Top court rules UK mass interception of fiber-optic cable traffic violates the right to privacy: a victory, but how big?

5th October 2018

Top court rules UK mass interception of fiber-optic cable traffic violates the right to privacy: a victory, but how big?

Five years ago, the Edward Snowden’s revelations about the scale of surveillance by the US and UK shocked the world, and since then only a few releases of documents from Snowden hoard have surfaced. This didn’t stop many privacy groups to use the information released by Snowden to hold governments accountable.

The good news is that the European Court of Human Rights has ruled that the UK’s use of mass surveillance violates the natural right to privacy.

What they found was that the UK was routinely tapping into a large proportion of the fiber-optic cables that crisscross the world carrying data traffic.

According to The Guardian article that broke the story, “Each of the cables carries data at a rate of 10 gigabits per second, so the tapped cables had the capacity, in theory, to deliver more than 21 petabytes a day.” The Government Communications Headquarters (GCHQ) had the ability to spy on around a quarter of the world’s cables carrying Internet traffic, much of it from the US. The UK government uses “selectors” and “search criteria” to filter the content and the metadata it collects. These searches typically include finding all traffic to and from a particular location: Google search queries, purchases on Amazon, location data, downloads from the torrent websites and IP addresses.

The legal regime that authorized GCHQ to sift through the archives of the metadata about the private lives of people is opaque, without a court order or judicial warrant.

Ten human rights organizations filed an application to the European Court of Human Rights (ECHR) to challenge these decisions. The ECTHR has now issued its ruling, which is long and detailed. Privacy International has provided a good summary of the key points.
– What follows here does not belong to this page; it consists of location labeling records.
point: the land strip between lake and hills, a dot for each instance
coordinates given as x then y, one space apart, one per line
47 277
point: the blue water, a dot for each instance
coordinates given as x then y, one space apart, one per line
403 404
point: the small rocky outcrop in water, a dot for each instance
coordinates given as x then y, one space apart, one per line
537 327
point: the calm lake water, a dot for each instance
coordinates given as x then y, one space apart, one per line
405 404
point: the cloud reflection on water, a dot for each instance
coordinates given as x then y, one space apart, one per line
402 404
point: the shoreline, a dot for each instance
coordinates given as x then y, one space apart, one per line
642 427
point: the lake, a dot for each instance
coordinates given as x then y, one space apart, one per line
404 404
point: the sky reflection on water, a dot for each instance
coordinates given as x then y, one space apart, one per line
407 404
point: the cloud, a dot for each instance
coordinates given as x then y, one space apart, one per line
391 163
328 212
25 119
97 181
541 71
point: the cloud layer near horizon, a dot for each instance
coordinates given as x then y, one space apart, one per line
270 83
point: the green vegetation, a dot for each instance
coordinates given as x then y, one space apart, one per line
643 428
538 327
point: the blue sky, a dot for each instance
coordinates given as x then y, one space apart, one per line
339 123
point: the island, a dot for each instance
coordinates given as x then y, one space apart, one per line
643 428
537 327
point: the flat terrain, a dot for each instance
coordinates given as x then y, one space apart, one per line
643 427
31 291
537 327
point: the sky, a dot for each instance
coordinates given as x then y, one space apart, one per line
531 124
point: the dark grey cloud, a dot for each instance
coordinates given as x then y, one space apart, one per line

The ECHR ruled that mass surveillance is not in itself a breach of human rights: each state decides how to best protect its citizens, but GCHQ was not adequate in analyzing the data that the fiber-optic cables gathered and that was a breach of human rights. The ECHR emphasized that what was “Of greatest concern, however, is the absence of robust independent oversight of the selectors and search criteria used to filter intercepted communications.”

The court recognized that the metadata can reveal more about the people’s private lives than about the content. It criticized the lack of safeguards for its gathering and use by GCHQ. These flaws in the UK mass interception law led the judges to conclude it “is incapable of keeping the ‘interference’ [with privacy] to which is ‘necessary in a democratic society’.”

The fact that GCHQ has been gathering internet traffic worldwide, and sharing it with the NSA, means that we should be careful in the future of such surveillance.

In an analysis of the latest decision, Theodore Christakis, Professor of International Law at the University Grenoble Alpes, cautions: “This was undoubtedly a victory for NGOs, but it was probably not a “great” one; in fact, it may even prove to be a pyrrhic victory.” The problem is that for all its criticisms of GCHQ’s actions, the ECHR accepts mass surveillance as a valid government activity: “It is clear that bulk interception is a valuable means to achieve the legitimate aims pursued, particularly given the current threat level from both global terrorism and serious crime.”

As Christakis points out, that is in stark contrast to the EU’s top court, the Court of Justice of the European Union (CJEU), which has ruled against the idea of mass surveillance. For example, in the 2015 decision that struck down the “Safe Harbor” agreement regulating data flows of personal information across the Atlantic, the CJEU declared: “legislation permitting the public authorities to have access on a generalized basis to the content of electronic communications must be regarded as compromising the essence of the fundamental right to respect for private life.”

The clash between the rulings of the top human rights court in Europe, and the CJEU means that the status of mass surveillance in the EU is now somewhat unclear. That is another good and natural reason for human rights organizations to bring legal challenges to the practice wherever it is being deployed, in order to ensure that “bulk interception” is always subject to laws with meaningful oversight, and that privacy is not being undermined in secret.